Spotlight Poster
Training Deep Learning Models with Norm-Constrained LMOs
Thomas Pethick · Wanyun Xie · Kimon Antonakopoulos · Zhenyu Zhu · Antonio Silveti-Falls · Volkan Cevher
East Exhibition Hall A-B #E-3405
In this work, we study optimization methods that leverage the linear minimization oracle (LMO) over a norm-ball. We propose a new stochastic family of algorithms that uses the LMO to adapt to the geometry of the problem and, perhaps surprisingly, show that they can be applied to unconstrained problems. The resulting update rule unifies several existing optimization methods under a single framework. Furthermore, we propose an explicit choice of norm for deep architectures, which, as a side benefit, leads to the transferability of hyperparameters across model sizes. Experimentally, we demonstrate significant speedups on nanoGPT training without any reliance on Adam. The proposed method is memory-efficient, requiring only one set of model weights and one set of gradients, which can be stored in half-precision.

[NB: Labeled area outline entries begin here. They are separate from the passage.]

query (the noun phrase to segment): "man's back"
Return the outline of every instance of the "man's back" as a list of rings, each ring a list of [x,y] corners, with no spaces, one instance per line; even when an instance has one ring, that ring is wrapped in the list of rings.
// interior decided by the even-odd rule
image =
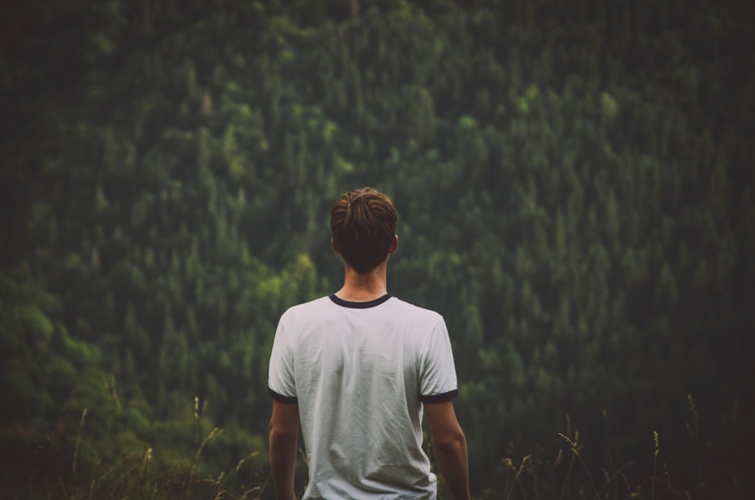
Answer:
[[[440,315],[390,295],[294,306],[276,334],[270,388],[298,403],[305,498],[435,498],[421,402],[457,394]]]

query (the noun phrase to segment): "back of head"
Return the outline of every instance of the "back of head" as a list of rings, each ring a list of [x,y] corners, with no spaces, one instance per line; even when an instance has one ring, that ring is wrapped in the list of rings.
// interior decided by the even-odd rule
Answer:
[[[342,194],[331,208],[331,235],[346,263],[363,274],[387,258],[396,221],[390,199],[363,187]]]

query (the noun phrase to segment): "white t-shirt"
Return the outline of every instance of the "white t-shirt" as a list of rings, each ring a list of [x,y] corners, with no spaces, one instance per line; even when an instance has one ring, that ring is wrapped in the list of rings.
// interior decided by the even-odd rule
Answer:
[[[268,387],[299,405],[310,468],[304,498],[436,498],[421,403],[458,394],[437,313],[390,295],[294,306],[278,324]]]

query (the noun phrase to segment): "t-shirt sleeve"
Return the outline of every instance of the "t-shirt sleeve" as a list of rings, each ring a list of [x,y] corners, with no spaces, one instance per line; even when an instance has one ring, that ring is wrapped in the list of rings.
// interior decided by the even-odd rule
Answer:
[[[267,377],[268,392],[273,399],[282,403],[297,402],[294,375],[294,353],[288,341],[284,319],[281,318],[273,341]]]
[[[456,367],[445,322],[439,318],[421,357],[420,400],[439,403],[458,396]]]

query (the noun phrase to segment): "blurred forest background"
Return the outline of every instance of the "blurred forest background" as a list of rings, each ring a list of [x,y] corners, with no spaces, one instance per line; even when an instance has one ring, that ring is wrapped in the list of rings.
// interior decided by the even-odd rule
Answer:
[[[744,498],[753,14],[0,8],[0,497],[272,498],[276,324],[341,285],[328,210],[369,185],[390,291],[448,323],[475,495]]]

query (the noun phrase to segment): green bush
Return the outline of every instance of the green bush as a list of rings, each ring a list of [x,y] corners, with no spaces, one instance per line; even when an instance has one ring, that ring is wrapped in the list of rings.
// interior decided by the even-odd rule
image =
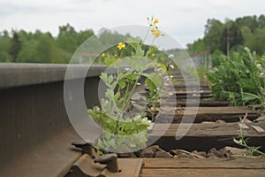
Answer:
[[[265,106],[265,58],[245,48],[239,55],[220,56],[220,65],[207,73],[216,99],[230,100],[232,105]]]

Modern deep learning models are usually trained using algorithms that adapt during training to the structure of the data. In this work, we propose a new family of training methods that, instead, adapt in advance to the model’s structure—using mathematical tools that respect how neural networks are built. Our method leads to faster training, requires less memory, and avoids the need for commonly used algorithms like the Adam optimizer. It also allows settings like the learning rate to be reused across different model sizes, making it easier to scale up models. We demonstrate that our method can train large models more efficiently, including popular architectures like GPT and vision transformers.